La taxe de vente constituant l’essentiel des recettes fiscales, les verrouillages ont frappé les revenus du gouvernement. En conséquence, il aura du mal à poursuivre la création d’emplois dans le secteur public qui a contribué à maintenir la loyauté des tribus bédouines.

À l’extérieur d’Amman, le chef d’une petite tribu a déclaré qu’il parcourait la capitale avec 100 CV, dans l’espoir de trouver au moins un de ses camarades de la tribu un emploi, mais en cinq ans, il n’en a pas décroché un.

«Auparavant, vous pouviez promettre un avenir à votre fils, l’aider à se marier et à l’envoyer dans le monde», a-t-il déclaré, demandant l’anonymat. « Maintenant, il est assis à la maison et cache la tristesse dans ses yeux. »

Graphique linéaire du taux de chômage (%) montrant que la Jordanie est entrée dans la pandémie avec le pire chômage depuis 1993

En l’absence de sondages d’opinion fiables, il est difficile d’évaluer la popularité du prince Hamzah. Sa ressemblance physique avec son père, profondément vénéré en Jordanie, et sa maîtrise de l’arabe classique déclenchent la nostalgie de temps meilleurs. («Nous l’aimons tous», a déclaré un groupe de jeunes femmes dans un café d’un hôtel haut de gamme à Amman. «Il est incroyable.») Le prince n’a cependant pas été testé.

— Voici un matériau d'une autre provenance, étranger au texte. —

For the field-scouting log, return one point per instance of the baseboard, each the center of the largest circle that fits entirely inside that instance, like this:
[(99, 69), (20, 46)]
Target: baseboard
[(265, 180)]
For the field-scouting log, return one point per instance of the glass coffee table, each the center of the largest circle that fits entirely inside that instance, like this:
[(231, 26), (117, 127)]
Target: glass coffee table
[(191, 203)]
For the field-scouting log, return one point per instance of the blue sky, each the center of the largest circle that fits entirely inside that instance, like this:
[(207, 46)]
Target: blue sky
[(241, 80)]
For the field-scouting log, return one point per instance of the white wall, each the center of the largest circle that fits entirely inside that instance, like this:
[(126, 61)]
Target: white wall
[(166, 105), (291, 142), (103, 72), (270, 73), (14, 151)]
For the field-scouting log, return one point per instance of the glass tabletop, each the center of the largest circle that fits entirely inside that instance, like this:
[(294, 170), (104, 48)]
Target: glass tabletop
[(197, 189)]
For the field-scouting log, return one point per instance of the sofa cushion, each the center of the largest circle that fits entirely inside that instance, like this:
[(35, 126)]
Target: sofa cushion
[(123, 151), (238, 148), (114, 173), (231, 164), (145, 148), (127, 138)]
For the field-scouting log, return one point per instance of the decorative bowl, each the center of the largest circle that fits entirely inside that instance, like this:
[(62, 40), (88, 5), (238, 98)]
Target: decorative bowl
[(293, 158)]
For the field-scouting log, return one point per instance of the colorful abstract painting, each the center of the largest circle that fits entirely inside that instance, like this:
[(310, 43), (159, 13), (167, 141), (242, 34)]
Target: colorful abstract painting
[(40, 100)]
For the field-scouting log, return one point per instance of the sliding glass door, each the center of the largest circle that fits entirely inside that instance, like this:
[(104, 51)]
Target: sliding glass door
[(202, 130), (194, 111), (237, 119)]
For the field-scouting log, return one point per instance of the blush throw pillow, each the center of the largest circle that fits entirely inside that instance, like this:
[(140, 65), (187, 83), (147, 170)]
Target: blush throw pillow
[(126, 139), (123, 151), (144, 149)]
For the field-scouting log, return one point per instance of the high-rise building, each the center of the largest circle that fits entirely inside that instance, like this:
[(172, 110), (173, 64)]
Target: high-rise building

«Le prince Hamzah n’a jamais joué un rôle dans la gestion du pays», a déclaré Amer Al Sabaileh, professeur et chroniqueur. «Il se présente à leur [ tribal leaders] mariages, leurs funérailles, conduisant parfois sa propre voiture – il est l’image du (feu) roi Hussein.

Naviguer dans le paysage économique post-Covid, tout en gérant la dissidence sans s’aliéner les donateurs occidentaux, sera difficile pour le roi Abdallah, a déclaré Al Sabaileh. «Le vrai défi pour la Jordanie n’est pas encore venu», a-t-il déclaré.